Uno dei punti di forza di un Conservatorio penso sia proprio questo. Soprattutto con i nuovi percorsi di studio gli studenti possono frequentare lezioni di musica antica, classica, jazz e contemporanea e poi decidere cosa fare con il proprio strumento che per me rimane un mezzo per esprimersi, niente di più.

Ha inciso per case discografiche importanti, come la Decca, e ha suonato con orchestre e direttori di fama internazionale. Che ruolo assume l’attività di concertista nella sua vita, nella quale si dedica anche alla didattica del suo strumento?

Ho avuto la fortuna di collaborare con grandi orchestre e grandi musicisti, da tutti ho imparato qualcosa e ciò che ho imparato lo condivido poi con i miei studenti. Penso sia doveroso che questo accada, è indispensabile per un docente che in classe insegna ai suoi studenti cosa fare sul palco solcare frequentemente quel palco: proporre sempre nuovi lavori e frequentare validi musicisti non può che migliorarci.

Ha suonato molto anche all’estero. Ci sono differenze importanti tra il nostro paese e gli altri che lei conosce nello spazio dedicato alle musiche per fisarmoniche?

Per l’esperienza che ho fatto io non ci sono grandi differenze. Quando si propongono dei compositori che hanno scritto prevalentemente per fisarmonica, e non sono i “Big” della composizione, non bisogna aspettarsi che un grande Festival o una importante associazione musicale li accolga “a braccia aperte”. Un po’ di diffidenza c’è in Italia e all’estero. La crisi economica che ci colpisce influenza inevitabilmente i teatri e le stagioni musicali che devono fare i conti con il botteghino, quindi devono avere in cartellone nomi conosciuti al grande pubblico. Ciò non toglie che tra i nomi noti non ci sia spazio anche per qualche compositore meno noto.

Quali sono i progetti a cui sta lavorando in questo momento?

Quella che mi sta più a cuore ora è la collaborazione con l’Orchestra “Toscanini” di Parma, per una serie di concerti che hanno in programma le trascrizioni di grandi lavori sinfonici di Gustav Mahler (Sinfonia N°4, Das Lied von der Erde, Kindertotenlieder ecc.), rielaborati per ensemble da Schoenberg e dai suoi allievi. È un progetto che mi soddisfa molto perché riempie, in parte, la grande lacuna che ha il repertorio per fisarmonica: la mancanza di lavori dedicati al nostro strumento dai grandi compositori, le cui opere sono però presenti frequentemente nelle stagioni concertistiche.

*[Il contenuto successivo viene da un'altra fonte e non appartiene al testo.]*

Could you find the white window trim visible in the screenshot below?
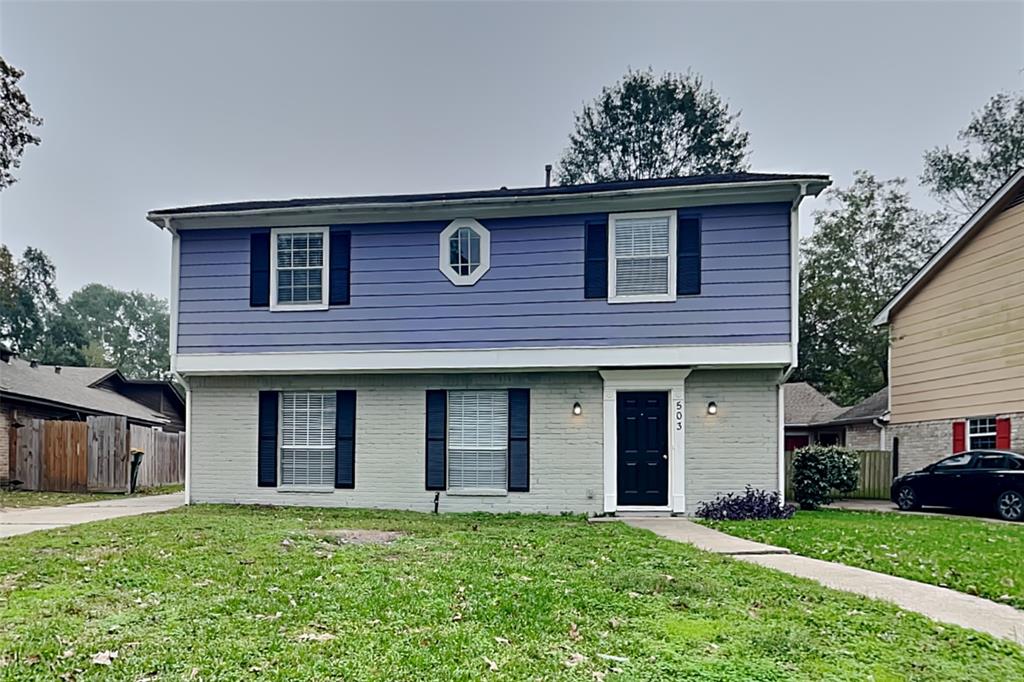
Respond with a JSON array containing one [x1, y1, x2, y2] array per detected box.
[[968, 416, 997, 450], [446, 389, 508, 493], [439, 219, 490, 286], [607, 210, 677, 303], [270, 226, 330, 311], [277, 391, 336, 491]]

Dicevo, questa lacuna è stata colmata solo parzialmente, perché la fisarmonica viene usata in queste versioni “tascabili” dei grandi lavori mahleriani al posto dell’armonium ed ha sì un ruolo fondamentale per legare il suono dei fiati a quello degli archi, ma non ha una parte principale.

Se solo Čajkovskij avesse scritto il suo meraviglioso concerto in Re Maggiore per fisarmonica invece che per violino, oggi il nostro strumento non avrebbe i problemi di visibilità che conosciamo!

Purtroppo i compositori contemporanei che invece si sono interessati al nostro strumento non sono così popolari tra gli abbonati dei teatri e questo in un periodo di crisi come quello che stiamo vivendo fa la differenza, in Italia e all’estero.

La crisi che viviamo non è solo economica, purtroppo è anche e soprattutto culturale!

Può regalarci un suo breve ricordo del maestro Abbado?

Ho avuto il piacere di lavorare con Abbado dieci anni fa quando suonai con i solisti della Mahler Chamber Orchestra al Festival di Lucerna.

Come è facile immaginare è stata un’esperienza unica e nonostante fosse già malato, trasmetteva molta energia, aveva un gesto essenziale e uno sguardo che ti faceva capire subito che cosa chiedeva ai suoi musicisti. Io suonavo vicino a lui a non più di un metro e alla fine dell’esecuzione, ancora sul palco tra gli applausi, ha stretto la mano a tutti ringraziandoci: un grande gesto di umiltà dal quale tutti dovremmo imparare.